Church in Vestland, Norway

Holmedal Church (Holmedal kyrkje) is a parish church of the Church of Norway in Askvoll Municipality in Vestland county, Norway. It is located in the village of Holmedal, on the northern shore of the Dalsfjorden. It is one of several churches for the Askvoll parish which is part of the Sunnfjord prosti (deanery) in the Diocese of Bjørgvin. The white, wooden church was built in a long church style in 1868 using plans drawn up by the architect Christian Christie. The church seats about 400 people.

==History==
Holmedal is an ancient church site, which in former times was the parish centre for a relatively large area. The earliest existing historical records of the church date back to the year 1305, but the church was not new that year. The first known church was a wooden stave church that was likely built during the 13th century. This church was the main church for the old Holmedal parish, which once covered the length of the Dalsfjorden and further up the river Gaula to the Gaularfjellet mountains. Around the year 1600, the medieval church was torn down and a new, timber-framed church was built on the same site. The new church included a nave that measured about 13.2x8.2 m and a choir that measured about 5.3x6 m. The main entrance to the church was through the church porch which measured about 2.2x3.8 m. In 1868, after more than 150 years of use, the church was torn down and replaced with a new building on the same site. This new church was consecrated on 24 November 1868 by bishop Peter Hersleb Graah Birkeland.

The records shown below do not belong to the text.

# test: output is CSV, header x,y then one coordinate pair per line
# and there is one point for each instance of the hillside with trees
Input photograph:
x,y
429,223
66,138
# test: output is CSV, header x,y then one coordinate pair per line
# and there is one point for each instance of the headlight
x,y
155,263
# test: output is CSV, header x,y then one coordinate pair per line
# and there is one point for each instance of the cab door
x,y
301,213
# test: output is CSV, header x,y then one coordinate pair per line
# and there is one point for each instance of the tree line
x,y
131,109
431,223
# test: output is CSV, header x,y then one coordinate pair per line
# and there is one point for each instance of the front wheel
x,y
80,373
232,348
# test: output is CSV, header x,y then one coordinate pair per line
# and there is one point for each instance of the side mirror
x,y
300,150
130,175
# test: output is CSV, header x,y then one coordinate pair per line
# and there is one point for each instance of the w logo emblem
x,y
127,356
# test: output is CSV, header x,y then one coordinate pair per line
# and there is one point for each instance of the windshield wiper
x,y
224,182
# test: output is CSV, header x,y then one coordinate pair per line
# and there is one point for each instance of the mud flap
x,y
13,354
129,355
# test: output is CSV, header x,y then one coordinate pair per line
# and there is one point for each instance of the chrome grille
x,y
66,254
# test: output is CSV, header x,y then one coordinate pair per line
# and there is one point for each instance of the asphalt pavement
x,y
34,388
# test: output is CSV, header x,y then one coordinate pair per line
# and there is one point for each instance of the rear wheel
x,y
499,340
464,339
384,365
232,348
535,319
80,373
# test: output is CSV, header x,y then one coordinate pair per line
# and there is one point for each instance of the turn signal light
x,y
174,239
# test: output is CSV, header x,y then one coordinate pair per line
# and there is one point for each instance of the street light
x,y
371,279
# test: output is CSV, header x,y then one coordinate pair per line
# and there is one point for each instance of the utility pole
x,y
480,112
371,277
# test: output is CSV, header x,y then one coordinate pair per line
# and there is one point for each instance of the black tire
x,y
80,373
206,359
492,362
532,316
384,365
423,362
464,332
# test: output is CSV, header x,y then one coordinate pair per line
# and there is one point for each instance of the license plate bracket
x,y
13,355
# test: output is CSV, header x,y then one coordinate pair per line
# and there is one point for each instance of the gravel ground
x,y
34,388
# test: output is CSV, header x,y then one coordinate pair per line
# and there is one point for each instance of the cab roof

In 1814, this church served as an election church (valgkirke). Together with more than 300 other parish churches across Norway, it was a polling station for elections to the 1814 Norwegian Constituent Assembly which wrote the Constitution of Norway. This was Norway's first national elections. Each church parish was a constituency that elected people called "electors" who later met together in each county to elect the representatives for the assembly that was to meet at Eidsvoll Manor later that year.

Since Holmedal Church was such an important regional church, that in 1838 when municipalities were created in Norway, the two municipalities for this area were named Indre Holmedal Municipality and Ytre Holmedal Municipality. Over time, the old parish was split up into two parishes and then in 1990, this part of Fjaler Municipality was transferred to Askvoll Municipality. The church is now one of the churches in the Askvoll parish.

==Building==
The nave is about 16 m long and 11 m wide, including the side aisles with a total width of 4 m. Furthest to the east, the chancel is rounded off with an apse-inspired three-sided wall encircling the beautiful altarpiece from the 17th century and the altar table. The octagonal altar rail complements the architectural lines in this part of the church. On the eastern wall above the altarpiece there is a square window put on edge showing a dove motif in coloured glass. In the central nave there are five big windows in the upper part of the walls, but none on the walls in the side aisles. All the windows are divided into five sections with a clover-leaf pattern on top. This clover-leaf form is repeated in many places in the interior, for example as a decorative element on the organ, and carvings in the partition corners between the main and side aisles.